I had the pleasure of attending the American Bar Association’s Family Law CLE in Austin and was really impressed with all the presentations I attended. One presentation in particular, however, stood out to me because the topic addressed comes up from time-to-time in the cases I handle here in Travis County, Texas. The presentation was entitled, “In it to Win It! Litigation Skills to Optimize Your Success in Child Custody Trials” and featured a presentation by a well-regarded child custody evaluator from Houston, Texas. The tips I picked up from the presentation and my experience working with child custody evaluators prompted me to share some of the following thoughts:
A child custody evaluation is not required in a suit affecting the parent-child relationship. In fact, this tool is seldom utilized. The primary reason for the lack of frequency is because child custody evaluations are often very expensive. They’re expensive because they may only be performed by professionals that meet very strict statutory requirements. The custody evaluators I’ve used historically are clinical psychologists; experts in their field. Should the parties have the means to employ a child custody evaluation, they should consider the pros and cons of such action. First, the parties may agree to using this tool. The cons – in addition to the expense – are the potential delay. We in Travis County have some of the finest child custody evaluators in the country, and because of that – they are in demand. A child custody evaluation can take months, as the evaluation is often comprised of psychometric testing of the parties; multiple, intense interviews of the parties and the children (if old enough); review of collateral documents (mental health records, report cards, etc.); and interviews with collateral witnesses (friends, family, teachers, coaches, counselors, etc.).
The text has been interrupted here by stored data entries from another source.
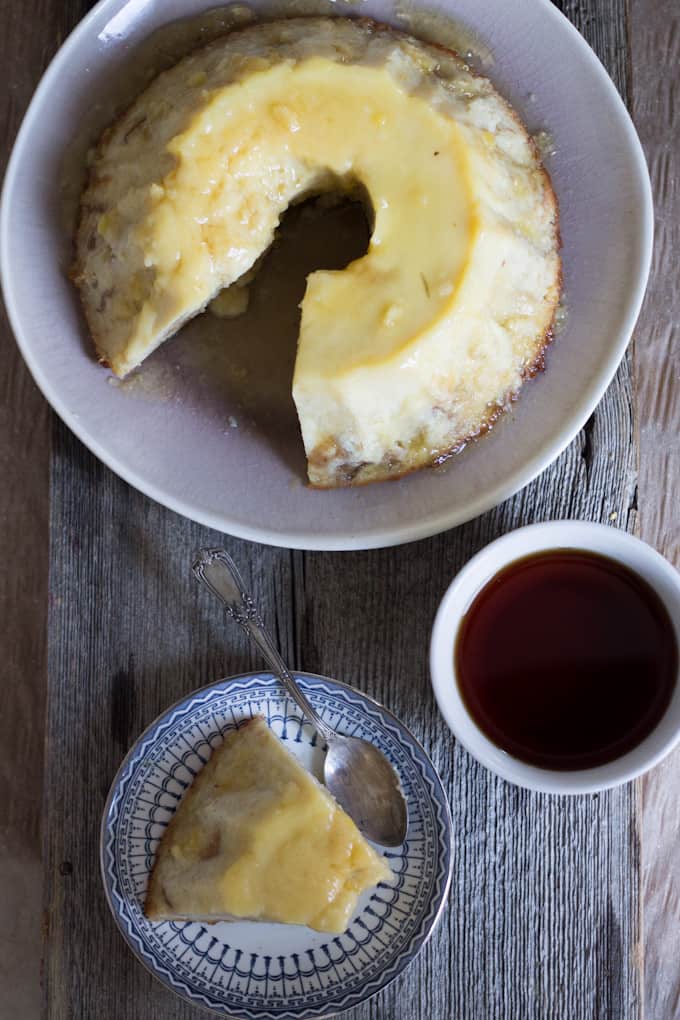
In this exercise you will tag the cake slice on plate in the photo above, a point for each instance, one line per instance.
(257, 837)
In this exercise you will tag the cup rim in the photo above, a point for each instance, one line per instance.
(600, 539)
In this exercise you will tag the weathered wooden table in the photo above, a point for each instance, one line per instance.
(558, 907)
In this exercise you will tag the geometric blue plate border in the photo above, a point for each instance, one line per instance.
(257, 971)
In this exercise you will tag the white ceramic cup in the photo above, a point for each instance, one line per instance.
(600, 539)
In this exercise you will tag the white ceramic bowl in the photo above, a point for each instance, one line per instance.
(179, 450)
(536, 538)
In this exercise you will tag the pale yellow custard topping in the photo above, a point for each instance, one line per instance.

The reason why people will wait for the results (explained, below) and bear the expense of this process is because this is a powerful comprehensive tool for the court (the ultimate trier of fact in the SAPCR) to review and consider when making decisions that are in the best interest of the child or children. This process is not hindered by the restrictive rules associated with litigation. There are no Texas Rules of Evidence or Procedure. There are games played in discovery responses. There is no lawyer for the client / participant / parent to hide behind when confronted with harsh realities presented by the evaluator. The children have a voice and collaterals, who might otherwise be hesitant to testify in open court about their observations, may be more comfortable sharing their perspective with the evaluator over the phone or in an informal meeting.
The end result of the evaluation (depending on the order from the court initiating the process) is a report issued by the child custody evaluator containing his or her recommendations as to what is in the best interest of the child. The recommendations are supported by the evidence gathered and the testing performed. Though not outcome determinative, the report (and potential testimony of the evaluator) can be very persuasive on the trial court about what possession and access or rights and duties to award the parties.